If you were to ask me this 2 years ago I would’ve had a lot to talk about, right now? Not so much and most of it is not interesting at all.
Okay, so past two years – 2012,2013. Oh boy.
By appearance – Not a lot. I didn’t even grow too much, which bothers me. I may have grown two cm’s or something. WHY CAN’T I GROW. I want to be a little bit higher and not be called a munchkin; and only by height. I really stayed the same. I blame my glasses. My glasses kind of shape my face and make it what it is – ’cause believe me, without them, I find myself to look eek. I got quite a few new freckles on the edges of my nose. With every summer I at least find one new freckle. I don’t mind them really nor try to cover them up but they can be annoying.
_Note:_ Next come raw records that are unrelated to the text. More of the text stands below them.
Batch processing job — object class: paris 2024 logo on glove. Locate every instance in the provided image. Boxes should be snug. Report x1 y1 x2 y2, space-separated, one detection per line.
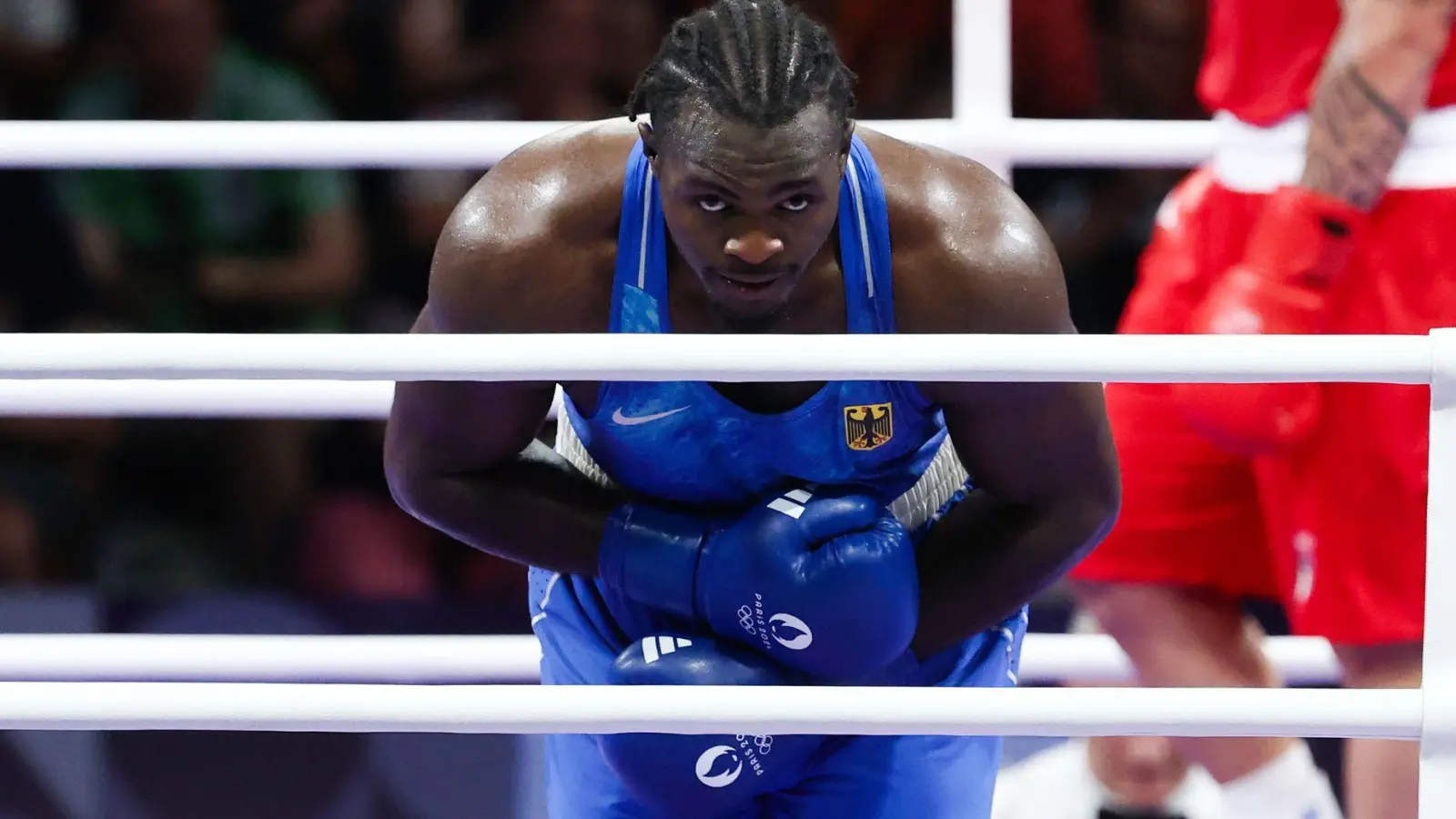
696 734 774 788
738 593 814 652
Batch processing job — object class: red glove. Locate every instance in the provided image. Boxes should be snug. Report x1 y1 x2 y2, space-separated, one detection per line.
1174 187 1367 455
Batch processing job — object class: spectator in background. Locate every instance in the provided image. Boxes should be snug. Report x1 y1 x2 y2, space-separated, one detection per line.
992 612 1228 819
0 0 76 119
396 0 612 284
61 0 361 586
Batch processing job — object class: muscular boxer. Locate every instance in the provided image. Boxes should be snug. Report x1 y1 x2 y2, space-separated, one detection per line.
1076 0 1456 819
386 0 1119 819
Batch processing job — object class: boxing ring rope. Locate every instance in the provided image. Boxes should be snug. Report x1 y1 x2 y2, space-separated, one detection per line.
0 632 1340 685
0 334 1432 383
0 682 1421 741
0 0 1456 798
0 118 1218 167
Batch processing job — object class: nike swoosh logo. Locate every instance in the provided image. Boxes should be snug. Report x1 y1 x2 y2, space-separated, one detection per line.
612 407 687 427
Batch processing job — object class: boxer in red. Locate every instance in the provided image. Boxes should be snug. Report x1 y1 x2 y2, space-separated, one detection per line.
1075 0 1456 819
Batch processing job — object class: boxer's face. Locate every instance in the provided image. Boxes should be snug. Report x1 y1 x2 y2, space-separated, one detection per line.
643 105 852 329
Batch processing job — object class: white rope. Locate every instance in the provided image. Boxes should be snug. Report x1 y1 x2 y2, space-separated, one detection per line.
0 379 395 420
0 682 1421 739
0 119 1216 167
0 634 1340 685
0 334 1431 383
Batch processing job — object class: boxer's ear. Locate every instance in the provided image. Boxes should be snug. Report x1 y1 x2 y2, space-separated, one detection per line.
638 121 657 165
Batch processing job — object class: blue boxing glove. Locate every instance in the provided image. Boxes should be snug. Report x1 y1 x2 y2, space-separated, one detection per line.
600 490 920 672
599 634 824 819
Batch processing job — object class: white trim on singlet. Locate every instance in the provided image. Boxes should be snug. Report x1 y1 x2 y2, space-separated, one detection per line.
638 165 652 290
556 417 970 532
1211 106 1456 194
849 156 875 298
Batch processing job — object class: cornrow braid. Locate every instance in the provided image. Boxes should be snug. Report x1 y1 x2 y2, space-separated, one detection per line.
628 0 854 128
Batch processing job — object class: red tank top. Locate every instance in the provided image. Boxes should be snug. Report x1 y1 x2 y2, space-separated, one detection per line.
1198 0 1456 126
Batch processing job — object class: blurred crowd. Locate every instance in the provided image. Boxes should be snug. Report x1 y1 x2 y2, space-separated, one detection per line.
0 0 1204 600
See, I have no idea what to talk about so I ramble about my face freckles.
I haven’t changed much. Some more bigger changes we’re already made throughout 2011 AND a little bit of 2012. Of course, you learn new things and grow each day.
I honestly wanna say I’ve become a lot more responsible. Be it, not losing my keys on the way to the store ’cause I used to lose keys at least 5-6 times throughout the year guys. And the worst of it is, I lose it and I don’t realize until two weeks that I don’t have it and then I get a new one, use it for 2 days and the previous one magically appears.
And then I lose both of them… LOL. What is that?
Or be it more responsible with my lifestyle. How I eat, how much I eat, WHAT I eat. Which unhealthy products do I use etc.
I’ve definitely realized I always make an effort to be ON TIME. For school classes, when I’m meeting friends, getting some place; even if it’s as simple as leaving to my mom’s, I manage my time more wisely. I really like that.
I guess it falls under SMARTER to make choices. A definitely smart choice was to stop drinking coke and I’ve actually had ups and down’s with that choice but still working on it! To me, a smart choice was to stop eating meat and that I don’t intend to break.
I’ve grown more and more reasonable. I don’t look at the world from only my point of view. I’m not fit into a box and I don’t follow patterns. I’ve had some lessons taught to me by burns on my own skin, from my own doings. I’ve mentioned this before. Scars that lead me have a fear of repeating my mistake again which I think will make me more careful with my words and actions and a better person overall.
That lesson being not taking anybody or anything anybody does for me for granted. It’s really important for me and ever since I learned that lesson, I have been able to notice it being done on me by many of my ”friends”. Which also, sadly, lead to a couple of heartbreaks that keep going till no.
Particularly, not being thankful and taking for granted for everything one has done for you – is what one of my friends did to me. Sadly, that also made me quite bitter from 2013 till now.
I honestly don’t have the patience sometimes to fight over who was right and who was wrong. Especially if I believe I was right, I just leave it at that and don’t care further on. I know that kind of demolishes my reason that I mentioned, but it’s with certain people that regularly piss me off.
Makes me less compassionate sometimes.
Also working on that but with the right people, it never shows . (:
I don’t wanna say I’ve changed a lot. Many would say it’s just growing up, that I matured a little bit and that’s it. That may be true and it terrifies me as well, just a smidge.
But eh, that’s all I have to say. (:
Have you guys noticed any recent change for yourself?